Did Vicarious Solve the Cocktail Party Problem?
There is something a little weird about Vicarious's recent announcement in which they claim to have developed a machine learning program that can solve CAPTCHAs at 90% accuracy. What is interesting, from my vantage point, is that some CAPTCHAs print irrelevant words behind the actual text to be recognized. Paypal, for example, displays copies of the word 'PayPal' behind the CAPTCHA text. Take a look at this CAPTCHA, which Vicarious claims to be able to solve.

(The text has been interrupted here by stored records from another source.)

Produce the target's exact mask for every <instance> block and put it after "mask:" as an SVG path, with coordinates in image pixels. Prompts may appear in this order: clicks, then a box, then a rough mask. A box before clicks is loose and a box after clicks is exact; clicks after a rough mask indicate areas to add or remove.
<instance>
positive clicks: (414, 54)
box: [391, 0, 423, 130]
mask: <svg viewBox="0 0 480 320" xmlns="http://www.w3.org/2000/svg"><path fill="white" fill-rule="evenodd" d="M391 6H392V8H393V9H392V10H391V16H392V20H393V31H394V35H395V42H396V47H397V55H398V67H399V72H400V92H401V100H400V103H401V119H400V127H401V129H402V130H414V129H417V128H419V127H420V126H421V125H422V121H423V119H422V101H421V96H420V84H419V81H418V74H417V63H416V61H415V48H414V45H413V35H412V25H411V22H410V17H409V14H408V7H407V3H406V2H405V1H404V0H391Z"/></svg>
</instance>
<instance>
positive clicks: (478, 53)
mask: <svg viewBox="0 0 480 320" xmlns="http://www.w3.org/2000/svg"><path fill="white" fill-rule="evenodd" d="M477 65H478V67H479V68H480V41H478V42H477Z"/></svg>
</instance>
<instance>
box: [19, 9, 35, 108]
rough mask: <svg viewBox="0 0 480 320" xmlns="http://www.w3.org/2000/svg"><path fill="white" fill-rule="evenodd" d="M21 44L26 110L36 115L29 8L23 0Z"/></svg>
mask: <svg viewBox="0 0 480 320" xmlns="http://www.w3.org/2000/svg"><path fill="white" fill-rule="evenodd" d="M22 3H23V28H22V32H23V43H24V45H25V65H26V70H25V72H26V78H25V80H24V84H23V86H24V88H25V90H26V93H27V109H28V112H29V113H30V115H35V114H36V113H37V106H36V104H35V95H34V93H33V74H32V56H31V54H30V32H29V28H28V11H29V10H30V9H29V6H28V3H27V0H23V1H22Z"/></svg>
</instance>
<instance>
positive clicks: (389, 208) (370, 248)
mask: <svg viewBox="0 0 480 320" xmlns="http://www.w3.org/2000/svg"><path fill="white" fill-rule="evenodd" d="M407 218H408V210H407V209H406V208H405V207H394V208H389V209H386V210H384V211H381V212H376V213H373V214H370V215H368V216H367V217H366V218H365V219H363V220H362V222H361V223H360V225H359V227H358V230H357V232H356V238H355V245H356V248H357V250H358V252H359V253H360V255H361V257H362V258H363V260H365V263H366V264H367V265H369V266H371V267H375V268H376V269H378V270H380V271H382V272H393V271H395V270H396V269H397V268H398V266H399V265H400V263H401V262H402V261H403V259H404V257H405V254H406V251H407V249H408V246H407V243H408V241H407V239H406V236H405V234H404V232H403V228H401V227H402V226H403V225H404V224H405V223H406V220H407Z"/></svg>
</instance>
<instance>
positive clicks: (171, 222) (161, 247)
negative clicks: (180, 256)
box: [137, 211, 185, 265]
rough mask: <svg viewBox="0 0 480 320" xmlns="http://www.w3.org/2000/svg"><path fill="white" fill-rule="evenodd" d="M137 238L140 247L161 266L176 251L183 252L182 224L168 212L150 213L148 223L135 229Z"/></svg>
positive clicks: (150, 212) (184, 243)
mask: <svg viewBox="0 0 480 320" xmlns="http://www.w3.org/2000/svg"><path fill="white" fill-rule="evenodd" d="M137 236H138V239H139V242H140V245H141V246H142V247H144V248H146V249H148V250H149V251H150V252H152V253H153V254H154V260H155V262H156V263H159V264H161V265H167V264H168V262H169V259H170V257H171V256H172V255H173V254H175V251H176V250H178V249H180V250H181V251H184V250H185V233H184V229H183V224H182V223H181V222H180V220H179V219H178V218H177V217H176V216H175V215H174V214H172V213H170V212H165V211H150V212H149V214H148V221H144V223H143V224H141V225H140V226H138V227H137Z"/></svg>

Quick and dirty techniques such as thresholding can be used to reduce or eliminate background noise but that would be cheating. Is this what Vicarious is using here? I don't know but it would seem that thresholding would not work very well in this case unless you knew in advance what to look for. This means that, if we are to believe their claim, Vicarious's AI program is sophisticated enough to be able to focus on certain things while ignoring others. Wow. Really? Are we to understand that Vicarious solved a visual analog of the cocktail party problem, which is essentially the ability to pay attention to one object within a group of many others? If the answer is yes, it would be a monumental breakthrough because this is one of the hardest unsolved problems in computer science. Even so, the question becomes, how can the program tell which letters in the picture are relevant and which are not? There is something either fishy or missing in this story.